You got it. Add to what you have demonstrated the information that netmon
can only
have about 10 outstanding queries at a time. Too short a polling cycle and
too high a
timeout/retry, and only a few down interfaces render the system useless for
status.
1)Ask yourself how soon you need to know about an outage. It may differ for
different
devices or sections of the network. Adjust the polling cycle accordingly.
Some
customers tell me they don't need to know about remote sites for 30
minutes. Other
devices you need to know within a minute or so.
2)Then identify those devices or sections of the network that habitually
give false alarms,
and carefully increase the timeout or retries until they don't do it any
more. But it is a very fine
knob, so turn it slowly, and only set it for devices or wildcards that need
it.
3)Remove from polling all interfaces that you know to be down. Unmanage
them or
deconfigure them on the devices, or don't discover things that go up and
down and
are not important to you.
Every network is different. Your goal is a green map, unless something
needs attention.
Cordially,
Leslie A. Clark
IBM Global Services - Systems Mgmt & Networking
(248) 552-4968 Voicemail, Fax, Pager
---------------------- Forwarded by Leslie Clark/Southfield/IBM on 02-11-99
06:56 AM ---------------------------
erik nilsson <erik@NETMAN.SE> on 02-11-99 05:41:59 AM
Please respond to Discussion of IBM NetView and POLYCENTER Manager on
NetView <NV-L@UCSBVM.UCSB.EDU>
To: NV-L@UCSBVM.UCSB.EDU
cc: (bcc: Leslie Clark/Southfield/IBM)
Subject: The polling process
When configuring the SNMP polling parameters we have decreased
the polling intervall to 2min with the same time out (2 sec)
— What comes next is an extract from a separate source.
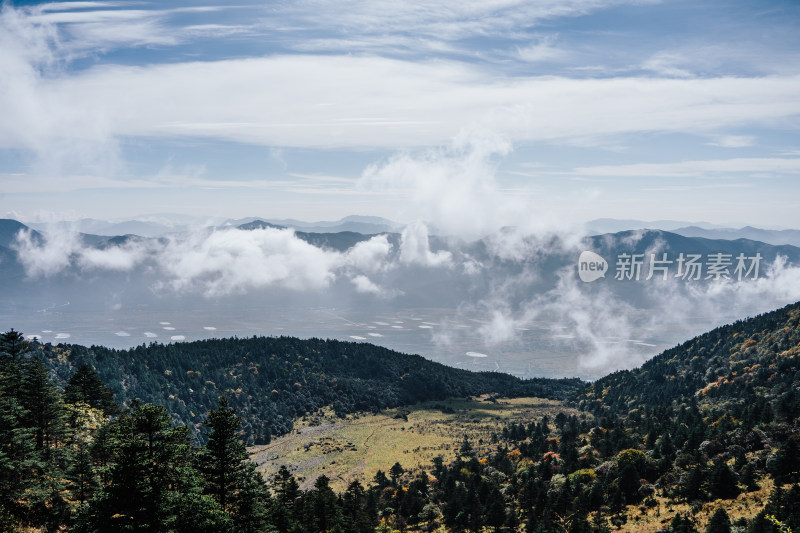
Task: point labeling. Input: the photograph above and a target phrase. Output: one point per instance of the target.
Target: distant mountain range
(697, 229)
(165, 225)
(516, 297)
and retry count (3) as default. Our network includes approx 500
interfaces on different routers.
On some links we have found that link down events appear altought
the link/interface is actually up (manual ping test). This can
occur when there is a timeout in the polling cycle because no icmp reply
whitin the time limits (slow link,hight util router, icmp low priority,
recalculating routertables etc).
Now we have increased the number off retries to 10 for some of
our routers to really be sure that the link is down when the event
is triggered (we actually start other processes to create enterprise
error messages to helpdesk etc)
Now, that seems to result in a very slow update time (10-15min) for
links/routers that comes up after a down state.
My question is about the polling process.
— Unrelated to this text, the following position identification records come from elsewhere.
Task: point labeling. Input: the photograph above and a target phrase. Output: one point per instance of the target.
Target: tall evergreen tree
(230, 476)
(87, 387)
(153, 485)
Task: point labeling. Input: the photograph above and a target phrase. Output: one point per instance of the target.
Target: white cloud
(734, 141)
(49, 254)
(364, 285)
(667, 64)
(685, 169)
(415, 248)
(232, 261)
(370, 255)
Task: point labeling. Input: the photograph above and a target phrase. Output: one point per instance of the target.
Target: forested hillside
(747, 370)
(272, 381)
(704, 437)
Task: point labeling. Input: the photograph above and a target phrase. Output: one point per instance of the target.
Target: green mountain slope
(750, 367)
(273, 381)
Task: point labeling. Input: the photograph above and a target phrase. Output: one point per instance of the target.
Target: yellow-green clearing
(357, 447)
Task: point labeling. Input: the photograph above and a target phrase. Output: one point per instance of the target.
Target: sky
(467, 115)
When increasing the retry count the time to flag the interface
'down' will of course increase. Does that affect (delay) the polling
frequency of the other nodes in the polling list ?
(is every poll a separate process not depending on the previous one)
If the answer is yes, that would seriously affect the polling cycle
and the time when a new state of an interface is detected.
If for example we have 10 down interfaces that would result in
10*10*2 sec delay wich will hold back the polling cycle for every
other node/interface.
Is this correct ?
In that case one should really keep the retry count low and polling
interval at more than 2 min so that every interface can be checked
whitin the polling interval.
Have I got this wrong or right ?
Any recommendations ?
(BTW, AIX 4.2.1 Netview 5.1)
Erik Nilsson (erik@netman.se)
Network Management tcpip AB
Stockholm
|